Girl Guide Chief Commissioner for the British Commonwealth

Personal details
- Born: 1902 Edinburgh, Scotland
- Died: 9 August 1956 (aged 53–54) Edinburgh, Scotland

= Jean Helen St. Clair Campbell =

Jean Helen St. Clair Campbell, Lady Stratheden and Campbell CBE (?–9 August 1956) served as the Girl Guide Chief Commissioner for the British Commonwealth. She was a recipient of the Silver Fish Award, the highest adult award in Girlguiding, awarded for outstanding service to Girlguiding combined with service to world Guiding.

== Life ==
Born in 1902 in Edinburgh, Scotland as Jean Helen St. Clair Anstruther-Gray she was the daughter of William Anstruther-Gray and Claire Jessie Tennant.
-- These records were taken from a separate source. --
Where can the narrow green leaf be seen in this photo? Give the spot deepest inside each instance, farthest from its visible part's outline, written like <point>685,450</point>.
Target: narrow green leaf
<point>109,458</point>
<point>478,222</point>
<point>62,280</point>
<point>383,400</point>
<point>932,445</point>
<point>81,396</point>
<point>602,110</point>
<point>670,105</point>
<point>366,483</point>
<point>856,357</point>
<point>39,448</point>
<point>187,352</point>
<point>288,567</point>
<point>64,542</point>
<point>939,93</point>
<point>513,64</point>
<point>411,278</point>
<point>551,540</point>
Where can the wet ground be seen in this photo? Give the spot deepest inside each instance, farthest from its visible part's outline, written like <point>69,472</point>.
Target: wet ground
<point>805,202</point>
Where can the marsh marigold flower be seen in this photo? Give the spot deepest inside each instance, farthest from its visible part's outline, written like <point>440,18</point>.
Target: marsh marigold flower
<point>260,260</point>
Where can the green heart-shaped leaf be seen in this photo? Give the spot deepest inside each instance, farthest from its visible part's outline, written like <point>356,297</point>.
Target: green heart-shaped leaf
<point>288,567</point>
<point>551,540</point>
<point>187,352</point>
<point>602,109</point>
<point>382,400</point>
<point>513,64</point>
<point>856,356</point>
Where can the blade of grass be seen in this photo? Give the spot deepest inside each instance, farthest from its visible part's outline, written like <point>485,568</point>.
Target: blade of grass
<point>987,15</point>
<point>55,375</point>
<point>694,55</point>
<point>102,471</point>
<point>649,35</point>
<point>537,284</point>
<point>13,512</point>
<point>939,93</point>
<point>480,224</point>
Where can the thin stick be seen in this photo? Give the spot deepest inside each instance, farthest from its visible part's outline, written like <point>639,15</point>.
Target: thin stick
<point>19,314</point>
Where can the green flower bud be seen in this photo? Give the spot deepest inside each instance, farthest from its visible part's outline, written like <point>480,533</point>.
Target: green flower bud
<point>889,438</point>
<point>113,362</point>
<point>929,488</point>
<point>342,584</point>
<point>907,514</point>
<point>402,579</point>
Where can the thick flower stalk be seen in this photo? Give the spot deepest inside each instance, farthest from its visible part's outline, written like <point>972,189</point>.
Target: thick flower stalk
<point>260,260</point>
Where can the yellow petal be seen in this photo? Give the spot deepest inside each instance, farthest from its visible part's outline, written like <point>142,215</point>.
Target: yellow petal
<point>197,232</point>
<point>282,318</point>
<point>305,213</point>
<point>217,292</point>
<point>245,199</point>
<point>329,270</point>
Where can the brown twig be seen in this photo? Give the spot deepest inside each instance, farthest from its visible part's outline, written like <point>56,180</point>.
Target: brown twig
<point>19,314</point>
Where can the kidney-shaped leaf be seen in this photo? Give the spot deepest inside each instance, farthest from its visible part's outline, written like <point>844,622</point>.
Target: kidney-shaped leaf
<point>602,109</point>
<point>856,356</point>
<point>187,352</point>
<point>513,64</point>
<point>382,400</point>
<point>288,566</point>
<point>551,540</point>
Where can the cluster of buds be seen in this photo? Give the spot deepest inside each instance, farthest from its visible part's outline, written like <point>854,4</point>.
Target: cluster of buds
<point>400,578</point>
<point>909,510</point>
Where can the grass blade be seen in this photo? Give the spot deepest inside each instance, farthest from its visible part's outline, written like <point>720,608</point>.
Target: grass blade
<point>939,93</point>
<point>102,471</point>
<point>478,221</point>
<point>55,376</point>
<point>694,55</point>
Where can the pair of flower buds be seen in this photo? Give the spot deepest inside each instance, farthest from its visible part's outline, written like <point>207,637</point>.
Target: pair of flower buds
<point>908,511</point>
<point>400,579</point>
In 1923 she married Brigadier Alistair Campbell, 4th Baron Stratheden and Campbell and they had three daughters.

From 1948 until she retired due to ill-health in 1956, Campbell was Chief Commissioner of Girl Guides Association. She was appointed a Commander of the Order of the British Empire (CBE) in 1954.

== Death ==
Campbell died on 9 August 1956 at an Edinburgh nursing home.